How do I send requests to the Fikra API?
The core of the Fikra API is the Chat Completions endpoint. This endpoint accepts an array of messages and returns a model-generated response. It is engineered to map exactly to the OpenAI specification, allowing you to use existing open-source tooling, libraries, and frameworks out of the box.
HTTP Request Structure
To initiate a generation task, submit an HTTP POST request to our primary v1 router.
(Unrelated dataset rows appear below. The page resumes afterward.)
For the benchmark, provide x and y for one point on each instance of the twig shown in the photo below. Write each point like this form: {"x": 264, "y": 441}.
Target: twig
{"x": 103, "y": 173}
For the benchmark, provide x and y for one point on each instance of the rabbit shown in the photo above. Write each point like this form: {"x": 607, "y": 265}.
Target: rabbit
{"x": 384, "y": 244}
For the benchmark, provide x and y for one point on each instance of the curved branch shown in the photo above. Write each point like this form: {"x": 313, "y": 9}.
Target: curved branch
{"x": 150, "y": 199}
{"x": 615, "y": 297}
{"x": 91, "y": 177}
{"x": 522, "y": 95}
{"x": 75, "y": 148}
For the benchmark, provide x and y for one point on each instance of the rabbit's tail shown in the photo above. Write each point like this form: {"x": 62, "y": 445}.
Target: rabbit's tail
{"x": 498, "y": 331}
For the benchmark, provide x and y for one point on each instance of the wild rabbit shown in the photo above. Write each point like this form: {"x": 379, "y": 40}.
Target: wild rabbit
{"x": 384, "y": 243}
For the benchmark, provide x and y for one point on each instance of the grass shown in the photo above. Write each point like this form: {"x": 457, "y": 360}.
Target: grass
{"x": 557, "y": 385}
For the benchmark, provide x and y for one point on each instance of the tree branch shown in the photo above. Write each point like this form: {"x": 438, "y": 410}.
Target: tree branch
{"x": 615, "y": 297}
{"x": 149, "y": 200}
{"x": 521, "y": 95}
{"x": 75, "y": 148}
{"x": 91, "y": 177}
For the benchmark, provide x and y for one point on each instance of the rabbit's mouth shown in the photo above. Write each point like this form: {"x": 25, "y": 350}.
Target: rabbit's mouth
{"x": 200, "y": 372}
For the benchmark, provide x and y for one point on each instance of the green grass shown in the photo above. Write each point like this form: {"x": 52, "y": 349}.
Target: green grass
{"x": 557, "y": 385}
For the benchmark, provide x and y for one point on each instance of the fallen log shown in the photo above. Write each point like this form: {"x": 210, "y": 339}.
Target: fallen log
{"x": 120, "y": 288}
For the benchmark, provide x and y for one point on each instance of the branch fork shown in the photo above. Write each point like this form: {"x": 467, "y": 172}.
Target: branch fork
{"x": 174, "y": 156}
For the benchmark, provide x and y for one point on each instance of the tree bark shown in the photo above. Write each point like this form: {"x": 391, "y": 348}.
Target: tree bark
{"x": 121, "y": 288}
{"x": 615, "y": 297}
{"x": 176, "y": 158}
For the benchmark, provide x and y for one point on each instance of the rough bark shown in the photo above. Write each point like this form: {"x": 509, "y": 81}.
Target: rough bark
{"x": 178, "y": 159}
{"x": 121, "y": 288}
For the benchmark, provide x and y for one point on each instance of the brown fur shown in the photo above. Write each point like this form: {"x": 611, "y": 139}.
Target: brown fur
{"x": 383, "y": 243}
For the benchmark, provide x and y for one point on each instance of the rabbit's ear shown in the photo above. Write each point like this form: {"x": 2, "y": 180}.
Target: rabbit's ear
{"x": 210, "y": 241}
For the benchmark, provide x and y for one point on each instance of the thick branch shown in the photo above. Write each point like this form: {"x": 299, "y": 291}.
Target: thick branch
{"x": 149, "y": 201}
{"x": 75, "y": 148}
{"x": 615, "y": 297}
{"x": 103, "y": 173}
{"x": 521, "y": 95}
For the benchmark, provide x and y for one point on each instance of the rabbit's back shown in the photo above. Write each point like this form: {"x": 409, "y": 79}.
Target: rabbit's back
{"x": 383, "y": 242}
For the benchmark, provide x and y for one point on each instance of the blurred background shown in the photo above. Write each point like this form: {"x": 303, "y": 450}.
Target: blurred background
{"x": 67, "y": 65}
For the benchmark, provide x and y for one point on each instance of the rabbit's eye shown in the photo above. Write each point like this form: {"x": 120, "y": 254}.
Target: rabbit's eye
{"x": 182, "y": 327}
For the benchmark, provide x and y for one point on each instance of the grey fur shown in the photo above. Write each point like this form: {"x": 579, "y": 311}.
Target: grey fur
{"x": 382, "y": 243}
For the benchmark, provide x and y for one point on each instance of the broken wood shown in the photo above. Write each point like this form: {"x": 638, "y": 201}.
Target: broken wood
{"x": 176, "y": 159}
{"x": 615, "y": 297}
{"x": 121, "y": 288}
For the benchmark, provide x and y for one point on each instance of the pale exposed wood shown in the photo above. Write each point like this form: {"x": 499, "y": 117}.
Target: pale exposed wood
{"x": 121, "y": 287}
Ensure your Content-Type is set to JSON.
| Endpoint | POST https://api.fikraapi.co.ke/v1/chat/completions |
| Headers |
Content-Type: application/json Authorization: Bearer fk_live_... |
What parameters does the JSON payload accept?
Your request body must be a valid JSON object. While Fikra API supports extended OpenAI parameters, the following core parameters dictate the behavior, speed, and output formatting of the underlying inference NPU.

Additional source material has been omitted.